Regarding the difference between the TP-GMM implementation using MATLAB and Python
Reichenbar opened this issue · 3 comments
Dear authors,
Hello, thanks for your great work. I am working on the improvement of TP-GMM proposed by Sylvain Calinon. I need to implement it using Python and find the Rofunc package useful. I have several questions regarding the TP-GMM implementation.
- I find you and Sylvain both implement TP-GMM using HMM, instead of GMM, which is not consistent with its definition and Matlab version. I know HMM definitely works here, but can you explain why to use it rather than GMM?
- You use the marginal_model method to get the local GMM model in each frame. Looking at its definition, we can find the local model would have the same priors as the original model. But when the original HMM model is trained through EM, the priors are not updated and only the init_priors are updated. So I think the priors of local GMM models are not correct in this way.

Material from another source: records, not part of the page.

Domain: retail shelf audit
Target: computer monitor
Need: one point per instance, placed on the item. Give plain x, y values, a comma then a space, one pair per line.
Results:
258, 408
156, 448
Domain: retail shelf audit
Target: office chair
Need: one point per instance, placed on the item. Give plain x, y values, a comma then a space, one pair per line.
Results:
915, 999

- In the reproduce method, why do you use LQR to estimate, instead of directly using GMR? The same question applies to the uni method of your TP-GMR implementation.
I initially referred to the Matlab version of TP-GMM provided by Sylvain. It is more detailed and consistent with the description in his papers. I do not understand why the Python implementation is a little different from Matlab. I find the Rofunc package keeps this difference due to the use of the pbd package. I am confused about why not just use GMM to implement TP-GMM. So I asked the above questions.
Thanks for your answers in advance.
Thank you for your question and your support of our package! Apologize for my late reply. We are on vacation these days.
For the HMM issue, the relative explanation is provided by one of Dr. Calinon's papers - Learning Control
Whether we use GMM or HMM, the target for this part is to encode the demonstrations (trajectories). Compared with the GMM proposed in the original definition, HMM has extra latent variables changing over time. With this transition model, TP-GMM (with HMM encoding) is suitable for generating data from the learned encoding and can also handle missing data or partial sequences of various lengths.
For the third question, you can also find the explanation in the paper Learning Control Chapter 4.1.
The previous section (TP-GMM / TP-GMR) discussed the problem of generating and adapting reference trajectories, by assuming that a controller is available to track the retrieved reference. In this section (LQT / LQR), the problem is extended to that of directly estimating a controller ut for a discrete linear dynamical system.
Therefore, as shown in the pipeline figure of Rofunc, TP-GMM and TP-GMR are methods for learning the representation of demonstration, while LQT and LQR are the control methods which will provide control commands
Closed due to no reply for a long time